Debug Yourself: Rethinking Mistakes And How They Affect Your Work

A new way to think about mistakes will both help you stop making them, and change the way you feel about them.

When LiveJournal user celandine13 made mistakes during piano practice, her teacher would help her debug the error of her ways:

He never seem to judge me for my mistakes. Instead, he'd try to fix them with me: repeating a three-note phrase, differently each time, trying to get me to unlearn a hand position or habitual movement pattern that was systematically sending my fingers to wrong notes.

What she unpacks from that finding—that wrong notes have a discrete cause, rather than from being bad at piano—has impacts for anyone who wants to improve their skills or help someone to improve theirs.

Back to the keyboard: Since before playing a wrong note your fingers are in the position that guarantees a wrong note, fixing them isn't a matter of "practicing harder," but rather "trying to unkink those systematically error-causing fingerings and hand motions." With that being the case, she can tap into that "telekinesis" to carefully unlearn mistake-making patterns—a process of debugging.

The author contrasts the "error model" of performance with the "bug model." In the error model, your performance on a piece of music or a test is thought of as a perfect performance with randomness errors.
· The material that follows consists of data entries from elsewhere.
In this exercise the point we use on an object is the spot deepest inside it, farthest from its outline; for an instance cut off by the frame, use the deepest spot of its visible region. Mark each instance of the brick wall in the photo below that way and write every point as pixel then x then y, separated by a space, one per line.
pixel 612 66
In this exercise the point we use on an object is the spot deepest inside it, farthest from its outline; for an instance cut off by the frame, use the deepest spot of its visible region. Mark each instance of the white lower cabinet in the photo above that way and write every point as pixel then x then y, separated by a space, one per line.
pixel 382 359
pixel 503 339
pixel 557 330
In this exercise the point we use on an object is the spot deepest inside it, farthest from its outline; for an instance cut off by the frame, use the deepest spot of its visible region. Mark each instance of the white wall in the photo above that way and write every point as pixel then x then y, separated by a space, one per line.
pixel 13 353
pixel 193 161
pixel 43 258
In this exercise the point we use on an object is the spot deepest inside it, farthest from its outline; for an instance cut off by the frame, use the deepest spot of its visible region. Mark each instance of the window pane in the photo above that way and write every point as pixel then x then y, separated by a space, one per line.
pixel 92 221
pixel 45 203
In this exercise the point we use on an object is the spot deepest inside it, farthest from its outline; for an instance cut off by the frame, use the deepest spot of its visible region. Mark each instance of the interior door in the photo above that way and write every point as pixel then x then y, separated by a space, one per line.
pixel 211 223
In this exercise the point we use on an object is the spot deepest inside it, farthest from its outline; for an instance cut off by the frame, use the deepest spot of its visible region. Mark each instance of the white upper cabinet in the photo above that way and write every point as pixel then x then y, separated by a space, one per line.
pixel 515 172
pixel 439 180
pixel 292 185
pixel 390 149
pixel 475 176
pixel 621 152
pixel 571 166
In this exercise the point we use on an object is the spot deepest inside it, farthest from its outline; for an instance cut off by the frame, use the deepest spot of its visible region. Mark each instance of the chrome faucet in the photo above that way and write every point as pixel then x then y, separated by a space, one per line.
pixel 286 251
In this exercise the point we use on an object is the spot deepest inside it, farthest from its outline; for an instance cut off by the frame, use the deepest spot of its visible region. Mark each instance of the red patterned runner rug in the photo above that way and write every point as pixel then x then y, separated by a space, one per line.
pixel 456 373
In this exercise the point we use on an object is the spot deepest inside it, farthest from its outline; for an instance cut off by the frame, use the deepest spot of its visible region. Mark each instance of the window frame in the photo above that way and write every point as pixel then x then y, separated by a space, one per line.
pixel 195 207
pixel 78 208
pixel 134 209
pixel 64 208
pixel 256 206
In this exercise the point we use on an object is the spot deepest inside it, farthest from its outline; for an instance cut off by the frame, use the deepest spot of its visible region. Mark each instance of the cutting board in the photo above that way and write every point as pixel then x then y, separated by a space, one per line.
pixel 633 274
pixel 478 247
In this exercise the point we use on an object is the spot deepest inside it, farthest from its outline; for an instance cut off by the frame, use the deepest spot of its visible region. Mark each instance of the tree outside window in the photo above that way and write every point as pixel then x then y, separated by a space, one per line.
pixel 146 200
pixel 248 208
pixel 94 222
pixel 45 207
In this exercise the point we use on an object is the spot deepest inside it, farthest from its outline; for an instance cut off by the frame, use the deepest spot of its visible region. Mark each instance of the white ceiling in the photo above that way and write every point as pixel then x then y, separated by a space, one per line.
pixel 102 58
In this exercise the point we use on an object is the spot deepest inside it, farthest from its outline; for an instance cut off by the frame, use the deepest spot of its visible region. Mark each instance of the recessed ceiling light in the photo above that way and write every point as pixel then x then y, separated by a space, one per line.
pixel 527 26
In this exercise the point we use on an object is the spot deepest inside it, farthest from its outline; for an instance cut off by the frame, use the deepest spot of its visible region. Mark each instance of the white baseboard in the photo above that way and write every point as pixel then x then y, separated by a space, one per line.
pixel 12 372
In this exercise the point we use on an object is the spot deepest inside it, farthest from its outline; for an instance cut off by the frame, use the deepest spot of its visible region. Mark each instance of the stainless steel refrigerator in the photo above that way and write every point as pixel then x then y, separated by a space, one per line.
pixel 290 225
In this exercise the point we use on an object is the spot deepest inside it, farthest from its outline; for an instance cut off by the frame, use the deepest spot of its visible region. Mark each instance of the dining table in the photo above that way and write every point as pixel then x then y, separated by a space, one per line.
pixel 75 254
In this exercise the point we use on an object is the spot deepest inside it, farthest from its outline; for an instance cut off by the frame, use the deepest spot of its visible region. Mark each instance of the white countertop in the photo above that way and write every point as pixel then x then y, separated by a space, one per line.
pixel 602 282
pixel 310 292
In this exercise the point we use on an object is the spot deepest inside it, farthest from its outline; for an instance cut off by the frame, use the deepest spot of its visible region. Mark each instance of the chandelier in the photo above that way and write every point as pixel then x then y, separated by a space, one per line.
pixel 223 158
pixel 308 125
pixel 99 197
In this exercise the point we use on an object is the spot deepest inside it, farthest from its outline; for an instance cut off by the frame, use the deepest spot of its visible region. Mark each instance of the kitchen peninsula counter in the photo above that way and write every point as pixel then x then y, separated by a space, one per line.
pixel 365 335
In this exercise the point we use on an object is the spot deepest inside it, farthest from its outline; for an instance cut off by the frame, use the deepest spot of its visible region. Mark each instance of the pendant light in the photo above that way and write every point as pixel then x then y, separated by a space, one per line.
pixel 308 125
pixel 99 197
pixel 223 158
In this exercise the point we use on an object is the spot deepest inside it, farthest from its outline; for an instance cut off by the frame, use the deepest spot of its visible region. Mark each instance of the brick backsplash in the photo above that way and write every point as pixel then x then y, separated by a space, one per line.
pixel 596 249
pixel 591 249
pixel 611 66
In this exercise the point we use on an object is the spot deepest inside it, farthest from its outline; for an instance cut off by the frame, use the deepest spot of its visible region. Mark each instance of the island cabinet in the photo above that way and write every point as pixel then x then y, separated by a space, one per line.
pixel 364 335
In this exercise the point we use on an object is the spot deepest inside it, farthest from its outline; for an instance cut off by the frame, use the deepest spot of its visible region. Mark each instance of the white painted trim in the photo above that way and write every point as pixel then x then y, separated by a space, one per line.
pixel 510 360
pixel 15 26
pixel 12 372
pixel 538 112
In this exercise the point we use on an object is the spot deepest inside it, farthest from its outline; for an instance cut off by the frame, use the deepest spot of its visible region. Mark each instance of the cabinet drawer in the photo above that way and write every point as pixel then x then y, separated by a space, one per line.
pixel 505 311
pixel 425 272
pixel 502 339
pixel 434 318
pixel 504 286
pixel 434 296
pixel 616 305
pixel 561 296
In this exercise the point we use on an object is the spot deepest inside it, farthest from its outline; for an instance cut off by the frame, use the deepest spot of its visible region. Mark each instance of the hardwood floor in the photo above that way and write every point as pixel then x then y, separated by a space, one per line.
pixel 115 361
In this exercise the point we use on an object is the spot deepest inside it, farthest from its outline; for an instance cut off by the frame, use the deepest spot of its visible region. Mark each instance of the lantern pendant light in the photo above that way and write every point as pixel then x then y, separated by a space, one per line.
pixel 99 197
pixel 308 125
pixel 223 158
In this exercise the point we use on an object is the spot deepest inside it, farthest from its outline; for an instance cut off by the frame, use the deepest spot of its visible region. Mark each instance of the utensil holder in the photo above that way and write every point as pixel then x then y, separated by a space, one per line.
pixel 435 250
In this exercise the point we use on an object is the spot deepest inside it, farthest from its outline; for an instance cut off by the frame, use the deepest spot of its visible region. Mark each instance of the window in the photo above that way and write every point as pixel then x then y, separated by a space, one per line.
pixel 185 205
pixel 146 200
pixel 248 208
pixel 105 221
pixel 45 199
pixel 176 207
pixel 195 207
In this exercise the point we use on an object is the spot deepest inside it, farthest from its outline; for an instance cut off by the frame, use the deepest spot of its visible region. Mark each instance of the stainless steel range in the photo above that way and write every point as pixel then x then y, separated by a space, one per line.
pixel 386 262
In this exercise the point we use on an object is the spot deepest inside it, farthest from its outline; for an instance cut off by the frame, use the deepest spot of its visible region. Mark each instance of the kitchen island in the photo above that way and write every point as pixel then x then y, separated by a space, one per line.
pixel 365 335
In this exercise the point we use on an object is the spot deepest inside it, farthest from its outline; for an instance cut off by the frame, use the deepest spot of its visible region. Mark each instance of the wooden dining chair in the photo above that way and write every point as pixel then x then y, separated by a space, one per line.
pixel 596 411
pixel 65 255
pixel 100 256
With that conception, improvement means lowering your error rate. (Sound familiar?) And with this model, your performance is graded by your accuracy.

Then there's the bug model: When you're taking a test you're executing a program. Since the program is deterministic, a bug will create consistent errors across a class of problems. As such, a percentage doesn't really capture the accuracy of a program; fixing a tiny bug can turn everything being wrong to everything being right. The key, then, is to isolate the bug.

"Once you start to think of mistakes as deterministic rather than random, as caused by "bugs" (incorrect understanding or incorrect procedures) rather than random inaccuracy, a curious thing happens," she writes. "You stop thinking of people as 'stupid.'"

Instead of being bad at math, a child has something missing in his understanding; his mental model (or program) doesn't match up with the reality. The lesson extends to people who want to improve their skills (and their careers): Rather than "getting better" at coding or sales or whatever, you can go seek out the bugs that you've got rattling around.

It's the stuff of deliberate practiceone of the best skills you can learn to get better at getting better.